Rutgers University President Robert Barchi announced that the University has started sharing information with the University Climate Change Coalition (UC3), reports the Daily Targum. The coalition is tasked with developing a comprehensive climate action plan for the University to achieve environmental and fiscal sustainability.


Phys.org reports on a recent Rutgers report authored by RCI associate director Marjorie Kaplan and affiliate Jeanne Herb, which recognizes the need to target disadvantaged populations with climate legislation in order to best achieve the best outcomes for all.

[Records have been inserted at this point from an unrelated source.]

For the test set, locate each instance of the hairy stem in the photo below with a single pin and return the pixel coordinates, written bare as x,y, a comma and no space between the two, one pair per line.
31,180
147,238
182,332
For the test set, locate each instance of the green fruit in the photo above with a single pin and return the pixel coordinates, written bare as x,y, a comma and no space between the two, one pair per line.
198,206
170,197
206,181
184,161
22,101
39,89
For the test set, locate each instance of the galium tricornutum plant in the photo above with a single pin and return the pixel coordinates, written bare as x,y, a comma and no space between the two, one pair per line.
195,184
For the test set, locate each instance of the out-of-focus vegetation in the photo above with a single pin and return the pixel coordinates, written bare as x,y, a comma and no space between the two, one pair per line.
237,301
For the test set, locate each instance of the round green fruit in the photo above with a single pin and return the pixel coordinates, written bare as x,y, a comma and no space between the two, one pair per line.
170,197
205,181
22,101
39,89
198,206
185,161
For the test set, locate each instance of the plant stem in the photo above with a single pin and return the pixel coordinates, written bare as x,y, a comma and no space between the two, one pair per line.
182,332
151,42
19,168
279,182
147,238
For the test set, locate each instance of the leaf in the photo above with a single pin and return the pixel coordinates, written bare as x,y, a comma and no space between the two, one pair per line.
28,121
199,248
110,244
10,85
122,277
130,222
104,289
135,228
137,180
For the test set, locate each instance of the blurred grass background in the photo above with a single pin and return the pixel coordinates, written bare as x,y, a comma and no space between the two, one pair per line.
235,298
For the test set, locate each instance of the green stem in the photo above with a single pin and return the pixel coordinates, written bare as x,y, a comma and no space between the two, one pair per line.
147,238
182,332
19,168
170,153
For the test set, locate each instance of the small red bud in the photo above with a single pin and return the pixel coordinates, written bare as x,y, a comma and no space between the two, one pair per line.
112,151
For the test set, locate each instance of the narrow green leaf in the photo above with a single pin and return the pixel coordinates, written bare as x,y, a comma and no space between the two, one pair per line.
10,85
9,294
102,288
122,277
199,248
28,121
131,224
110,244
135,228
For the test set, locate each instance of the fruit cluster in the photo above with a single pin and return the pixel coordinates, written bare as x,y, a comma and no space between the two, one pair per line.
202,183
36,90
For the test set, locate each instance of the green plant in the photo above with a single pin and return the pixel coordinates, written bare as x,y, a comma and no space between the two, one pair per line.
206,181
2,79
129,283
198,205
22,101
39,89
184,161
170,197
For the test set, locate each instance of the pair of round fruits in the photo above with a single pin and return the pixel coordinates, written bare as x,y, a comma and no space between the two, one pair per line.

A new study published in Nature Geoscience and co-authored by RCI affiliate Yair Rosenthal questions the Himalayan rock weathering hypothesis’s role in climate change over the past 15 million years, reports Rutgers Today. The study found that calcium carbonate in deep-sea sediments have decreased over the past 15 million years, contradicting the hypothesis of enhanced rock weathering.


Rutgers University President Robert Barchi announced the creation of the President’s Task Force on Carbon Neutrality and Carbon Resilience, charged with the mission of developing a comprehensive climate action plan, reports the Daily Targum. RCI affiliate Robert Kopp will co-chair the task force, which will analyze greenhouse gas emissions at the University and develop solutions to make the University environmentally sustainable and fiscally responsible.


RCI affiliate Martin Bunzl has been appointed to the advisory board of the Salk Institute Harnessing Plants Initiative. The initiative aims to fight climate change by optimizing a plant’s natural ability to capture and store carbon.